Benchmarking different methods on mapping simulated reads against the genome. We use PBSIM to simulate PacBio reads from the E. coli reference genome. Indel and substitution errors are introduced, and the error rate on reads is the sum of these errors. In this experiment, we simulated the reads with an average length of 700 bps and average read errors from 0.25 to 0.45. Sensitivity versus error rate for DSB-SA, Minimap2, Winnowmap, DALIGNER, BlasR, MMSeqs2, and GraphMap are shown. Details of the PBSIM simulation are provided in the Supplementary Note 4.

We observe that DSB-SA maintains high sensitivity as the error rate increases. BlasR has a lower sensitivity compared to DSB-SA, and its performance decreases substantially for higher error rates. DALIGNER, Minimap2, Winnowmap and MMSeqs2 show similar low sensitivity across different error rates. The false positive rate for all methods is nearly zero (Fig. 4).

Figure 4
figure 4

Benchmarking the false positive rate of different methods on mapping simulated reads against the genome. We use PBSIM to simulate PacBio reads from the E. coli reference genome. Indel and substitution errors are introduced, and the error rate on reads is the sum of these errors. In this experiment, we simulated the reads with an average length of 700 bps and average read errors from 0.15 to 0.40. False positive rate of all methods is nearly zero.

Benchmarking DSB-SA in aligning pacbio reads to distant homologs

In this experiment, we compared the performances of DSB-SA with various methods on mapping PacBio reads of the E. coli genome to two genomes of related species. The ground truth is inferred by aligning the reads against the genomes with LALIGN15. LALIGN is a brute force method that finds all local alignments between given queries and targets. We use default settings for DALIGNER, BlasR, MMSeqs2, GraphMap and Winnowmap, and PacBio preset for Minimap2. Figure 5 illustrates the sensitivity of the examined methods.

Figure 5
figure 5

Comparison of sequence alignment methods in (a) sensitivity and (b) false positives. Here, Pacbio reads from E. coli are searched against the genome of Citrobacter and G. endobia to assess the power of various methods in identifying distant homologs.
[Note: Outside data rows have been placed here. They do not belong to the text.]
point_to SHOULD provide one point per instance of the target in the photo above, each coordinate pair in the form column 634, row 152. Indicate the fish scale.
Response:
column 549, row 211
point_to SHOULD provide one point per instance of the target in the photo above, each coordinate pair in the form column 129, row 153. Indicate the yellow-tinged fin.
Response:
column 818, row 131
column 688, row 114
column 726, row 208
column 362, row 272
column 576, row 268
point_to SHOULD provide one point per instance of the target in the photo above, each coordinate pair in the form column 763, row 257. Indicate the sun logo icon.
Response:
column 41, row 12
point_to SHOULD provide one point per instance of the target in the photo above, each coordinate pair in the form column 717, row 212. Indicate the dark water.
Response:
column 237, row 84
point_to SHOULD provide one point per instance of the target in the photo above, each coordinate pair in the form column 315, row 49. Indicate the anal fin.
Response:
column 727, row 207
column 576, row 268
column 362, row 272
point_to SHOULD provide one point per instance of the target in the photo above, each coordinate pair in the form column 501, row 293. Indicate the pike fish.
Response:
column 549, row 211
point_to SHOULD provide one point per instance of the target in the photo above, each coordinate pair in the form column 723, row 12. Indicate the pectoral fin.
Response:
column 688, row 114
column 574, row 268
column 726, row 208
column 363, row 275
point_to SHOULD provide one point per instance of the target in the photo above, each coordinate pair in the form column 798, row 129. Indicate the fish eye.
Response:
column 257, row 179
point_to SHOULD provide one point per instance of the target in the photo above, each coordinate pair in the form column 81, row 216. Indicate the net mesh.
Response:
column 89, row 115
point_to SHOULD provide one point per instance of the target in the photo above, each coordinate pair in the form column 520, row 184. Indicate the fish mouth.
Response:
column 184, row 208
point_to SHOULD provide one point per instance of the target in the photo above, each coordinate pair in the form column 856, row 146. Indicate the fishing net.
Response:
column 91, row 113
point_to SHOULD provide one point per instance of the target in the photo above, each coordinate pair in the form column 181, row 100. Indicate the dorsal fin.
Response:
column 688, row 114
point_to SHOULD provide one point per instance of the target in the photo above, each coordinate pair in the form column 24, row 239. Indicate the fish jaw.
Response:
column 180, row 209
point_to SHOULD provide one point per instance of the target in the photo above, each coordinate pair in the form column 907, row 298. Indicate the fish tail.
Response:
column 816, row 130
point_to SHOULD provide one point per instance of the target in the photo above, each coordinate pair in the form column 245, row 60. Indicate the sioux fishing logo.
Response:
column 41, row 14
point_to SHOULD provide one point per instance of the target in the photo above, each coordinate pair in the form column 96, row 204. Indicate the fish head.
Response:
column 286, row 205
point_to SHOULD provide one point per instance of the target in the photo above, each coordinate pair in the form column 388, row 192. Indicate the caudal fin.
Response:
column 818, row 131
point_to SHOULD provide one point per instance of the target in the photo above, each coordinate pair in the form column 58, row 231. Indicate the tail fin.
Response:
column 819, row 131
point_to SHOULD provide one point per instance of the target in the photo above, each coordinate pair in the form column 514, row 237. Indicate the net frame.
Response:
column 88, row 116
Table 1 Runtime/memory analysis of various methods for mapping PacBio long reads of E. coli to the E. coli genome.

With the exception of MMSeq2, DSB-SA is significantly more sensitive than the other methods (Fig. 5a). While DSB-SA is nearly as sensitive as MMSeq2, it produced three orders of magnitude fewer false positives (Fig. 5b). Runtimes for all the methods are shown in Table 1. False negatives and true positive rates for all methods are shown in Supplementary Tables S1, S2, and S3.

Benchmarking DSB-SA in aligning PacBio reads to corresponding genomes

We benchmarked DSB-SA against other methods in mapping PacBio reads of S. Cerevisiae, chromosome 12 of H. Sapiens, and chromosome 12 of M. Musculus to their respective genomes (Fig. 6). DSB-SA is significantly better than all the other methods with exception of MMSeq2 and DALIGNER. DSB-SA is comparable (or better) than MMSeq2 and DALIGNER, and produces significantly fewer false positives. False negatives and true positive rates for all methods are shown in Supplementary Tables S4, S5, and S6.

Figure 6
figure 6

Comparison of (a) sensitivity and (b) false positives of various sequence alignment methods. Here, Pacbio reads from S. Cerevisiae, H. Sapien, and M. Musculus are searched against their respective genomes.

Discussion

In recent years, various efficient methods have been introduced for aligning large number of reads against reads/genomes. However, majority of these techniques are limited to the cases where reads are mapped to close homologs (low mutations, insertions and deletions) and they do not generalize to alignment of reads to distant homologs. Furthermore, most of the methods that are used in practice use heuristics to speed up alignment.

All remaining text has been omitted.